While we can’t control the weather (yet), we can increase our odds of navigating slush-filled roadways successfully. Mental Floss spoke with American Automobile Association (AAA) driving education expert William Van Tassel, Ph.D., for some key tips on how to get your winter driving in gear.

1. GATHER SUPPLIES.

Before you even start your car up for a trip through inclement weather, Van Tassel recommends you pack a worst-case scenario trunk full of supplies. “In case of emergency, you want things on board like water, a blanket, a flashlight, gloves, and kitty litter,” he says. (That last one is for traction in case you get stuck in a snowbank.) You should also have road flares, a shovel, an ice scraper, and a fully-charged cell phone to call for assistance if needed.

2. SLOW DOWN.

Posted speed limit signs assume you’re driving on clear and clean roadways. If snow or ice has accumulated, you need to adjust your speed accordingly. “In slick conditions, tires lose a lot of traction,” Van Tassel says. “You should be cutting your speed down by half or more.” Unfortunately, a lot of people learn this the hard way. “After a snowstorm, we’ll see more crashes on day one than days two or three.”

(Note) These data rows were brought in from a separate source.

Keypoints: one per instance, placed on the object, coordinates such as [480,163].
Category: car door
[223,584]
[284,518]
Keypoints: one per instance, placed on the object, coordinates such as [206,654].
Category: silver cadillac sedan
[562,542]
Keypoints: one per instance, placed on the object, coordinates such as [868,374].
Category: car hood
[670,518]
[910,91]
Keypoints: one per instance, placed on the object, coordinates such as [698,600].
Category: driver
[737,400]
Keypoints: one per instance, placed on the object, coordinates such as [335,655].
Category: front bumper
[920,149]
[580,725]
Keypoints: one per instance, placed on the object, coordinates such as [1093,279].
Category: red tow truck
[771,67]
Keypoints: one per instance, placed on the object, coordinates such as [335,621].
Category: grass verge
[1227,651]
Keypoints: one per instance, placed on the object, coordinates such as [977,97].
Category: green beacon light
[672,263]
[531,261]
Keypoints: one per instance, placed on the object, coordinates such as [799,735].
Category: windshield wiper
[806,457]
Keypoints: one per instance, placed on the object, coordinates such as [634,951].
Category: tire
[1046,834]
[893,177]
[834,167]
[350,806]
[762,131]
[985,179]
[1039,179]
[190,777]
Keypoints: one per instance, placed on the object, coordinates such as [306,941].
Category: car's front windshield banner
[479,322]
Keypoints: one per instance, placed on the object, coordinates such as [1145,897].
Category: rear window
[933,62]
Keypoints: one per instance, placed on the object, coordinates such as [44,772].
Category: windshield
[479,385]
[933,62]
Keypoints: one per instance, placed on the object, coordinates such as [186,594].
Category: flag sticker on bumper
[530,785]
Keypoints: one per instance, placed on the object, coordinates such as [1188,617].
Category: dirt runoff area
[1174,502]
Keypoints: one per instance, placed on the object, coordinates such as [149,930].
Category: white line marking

Van Tassel also cautions to avoid becoming overconfident on snow tires. While they provide better traction in bad weather, it’s not license to speed up.

3. MAINTAIN A SAFE DISTANCE FROM OTHER CARS.

You should be doing this regardless, but bad weather makes it even more crucial. Keep your vehicle at a safe distance from cars behind, in front, and off to the sides, as well as away from pedestrians or cyclists. If you need to brake suddenly, you need time—and space—to avoid a collision. “You really want more space in front,” Van Tassel says. Try to stay between seven and 10 seconds behind the vehicle ahead. That means seeing a landmark and then counting down until you pass the same marker. If you’re only a few seconds behind, you’re too close.

4. DON’T STEER INTO SKIDS.

“That was an old rule of thumb,” Van Tassel says. “The problem is, by the time I remember to steer into a skid, I’m already in a ditch.” If you feel your vehicle sliding, it’s better to steer in the direction you want to go. “You’ll drive where you look, so don’t look at a telephone pole.”

To help maintain control of the car, you want to focus on doing one thing at a time. “If you’re going through a turn, brake, finish braking, then turn. Don’t brake and turn at the same time.”

5. KEEP YOUR HEADLIGHTS ON.

Yep, even in broad daylight. Bad weather limits visibility, and headlights allow both you and your fellow drivers to orient a vehicle. “You’re twice as visible to other drivers that way,” Van Tassel says. “When people can see you, they can avoid you.”

Van Tassel also recommends that drivers avoid relying on fancy car technology to keep them safe. While blind spot monitoring and lane changing sensors are useful, they’re not there so you can zone out. “The tech is there to back you up if you need it. Drive the car, but don’t rely on those things,” he says.